I agree that focusing on size retention makes more sense for us since PVCs are isolated based on that anyway. I think for now it'd probably be ok to let time retention be configured through config overrides if it is actually desired by the user?

nightkr commented 1 year ago

Cross-referenced which repository types would need to be configured this way, but I think otherwise the original ticket did a pretty good job.

lfrancke commented 1 year ago

I'm fine with only having size based retention but the description is still a bit too unclear for me. This will require a CRD change, right? I think what you're suggesting is that the PVC size is split up between all repositories automatically or should the user select a percentage of size?

e.g. flow: 50%, archive: 30%, provenance: 20% ?

sbernauer commented 1 year ago

Currently this is a bug as nifi.provenance.repository.max.storage.size=10 GB is hard-coded.

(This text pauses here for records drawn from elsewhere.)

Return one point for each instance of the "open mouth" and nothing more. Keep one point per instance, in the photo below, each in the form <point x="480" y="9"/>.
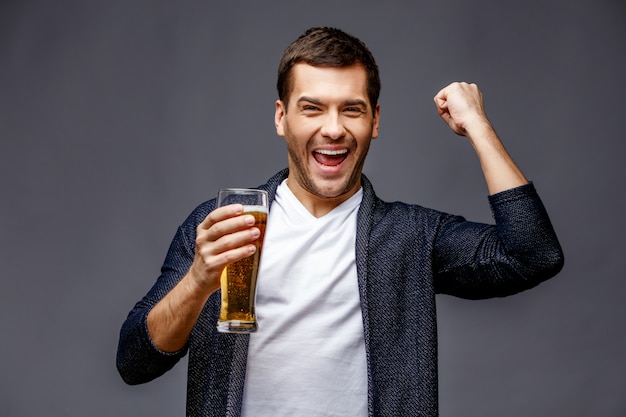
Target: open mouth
<point x="330" y="157"/>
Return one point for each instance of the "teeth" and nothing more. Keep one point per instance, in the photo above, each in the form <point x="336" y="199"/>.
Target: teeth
<point x="331" y="152"/>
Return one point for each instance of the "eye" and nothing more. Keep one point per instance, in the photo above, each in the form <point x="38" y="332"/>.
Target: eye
<point x="310" y="108"/>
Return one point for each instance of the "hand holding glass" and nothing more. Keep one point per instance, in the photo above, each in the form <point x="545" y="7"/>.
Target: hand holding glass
<point x="238" y="280"/>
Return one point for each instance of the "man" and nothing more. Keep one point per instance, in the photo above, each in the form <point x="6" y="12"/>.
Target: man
<point x="346" y="295"/>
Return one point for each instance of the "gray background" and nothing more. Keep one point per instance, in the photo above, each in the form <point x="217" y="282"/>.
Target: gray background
<point x="118" y="117"/>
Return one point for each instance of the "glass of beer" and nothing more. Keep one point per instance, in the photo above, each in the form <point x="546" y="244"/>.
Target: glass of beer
<point x="238" y="280"/>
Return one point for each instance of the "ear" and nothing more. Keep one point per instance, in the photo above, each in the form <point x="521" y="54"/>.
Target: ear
<point x="376" y="123"/>
<point x="279" y="117"/>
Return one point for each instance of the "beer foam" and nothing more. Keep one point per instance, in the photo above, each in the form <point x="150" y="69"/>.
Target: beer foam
<point x="259" y="209"/>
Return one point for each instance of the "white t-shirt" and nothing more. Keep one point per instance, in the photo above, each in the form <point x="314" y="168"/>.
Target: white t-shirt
<point x="308" y="356"/>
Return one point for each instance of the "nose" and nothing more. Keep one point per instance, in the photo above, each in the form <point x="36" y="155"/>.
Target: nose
<point x="332" y="127"/>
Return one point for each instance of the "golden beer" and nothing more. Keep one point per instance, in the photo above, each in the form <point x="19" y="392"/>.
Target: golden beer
<point x="238" y="284"/>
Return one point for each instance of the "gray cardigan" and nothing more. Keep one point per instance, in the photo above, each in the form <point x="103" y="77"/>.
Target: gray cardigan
<point x="405" y="255"/>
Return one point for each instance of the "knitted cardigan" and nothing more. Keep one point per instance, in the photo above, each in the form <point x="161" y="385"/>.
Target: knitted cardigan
<point x="405" y="254"/>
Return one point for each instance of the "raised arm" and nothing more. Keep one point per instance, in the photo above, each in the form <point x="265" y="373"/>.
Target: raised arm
<point x="460" y="105"/>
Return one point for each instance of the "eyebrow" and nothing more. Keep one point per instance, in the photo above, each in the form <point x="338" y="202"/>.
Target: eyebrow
<point x="355" y="102"/>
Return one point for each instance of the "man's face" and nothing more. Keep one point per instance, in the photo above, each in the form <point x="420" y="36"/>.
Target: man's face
<point x="328" y="126"/>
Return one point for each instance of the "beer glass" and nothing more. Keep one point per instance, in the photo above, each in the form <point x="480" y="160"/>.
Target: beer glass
<point x="238" y="280"/>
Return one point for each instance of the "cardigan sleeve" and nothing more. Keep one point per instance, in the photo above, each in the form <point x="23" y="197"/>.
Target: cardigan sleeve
<point x="474" y="260"/>
<point x="138" y="360"/>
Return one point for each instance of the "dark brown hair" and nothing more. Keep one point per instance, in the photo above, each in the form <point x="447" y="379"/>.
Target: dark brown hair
<point x="327" y="47"/>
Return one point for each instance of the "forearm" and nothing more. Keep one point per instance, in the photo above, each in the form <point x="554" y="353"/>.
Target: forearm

The demo used a pvc size of 5Gi for provenance and bad things happened. Each repository gets a own pvc. No CRD change is needed IMHO. We only remove the hard-coded nifi.provenance.repository.max.storage.size=10 GB setting and put in the actual pvc size.

sbernauer commented 1 year ago

The

e.g. flow: 50%, archive: 30%, provenance: 20% ?

part is decided by the user. He needs to specify the pvc sizes for every repository individually

lfrancke commented 1 year ago

My comments were based on a misunderstanding of the proposal. I thought that the CRD snippet above is the proposed new one and didn't realize that this already exists.

Time based retention is out of scope for now. Please make sure to leave a safety buffer of at least 100MB (which means we also need to validate that a storage PVC is at least 101MB in size :)

lfrancke commented 1 year ago

Almost none of the checkboxes are ticked. Neither in the PR nor here, can you make sure that everything is done?

sbernauer commented 1 year ago

Checked implementation and the boxes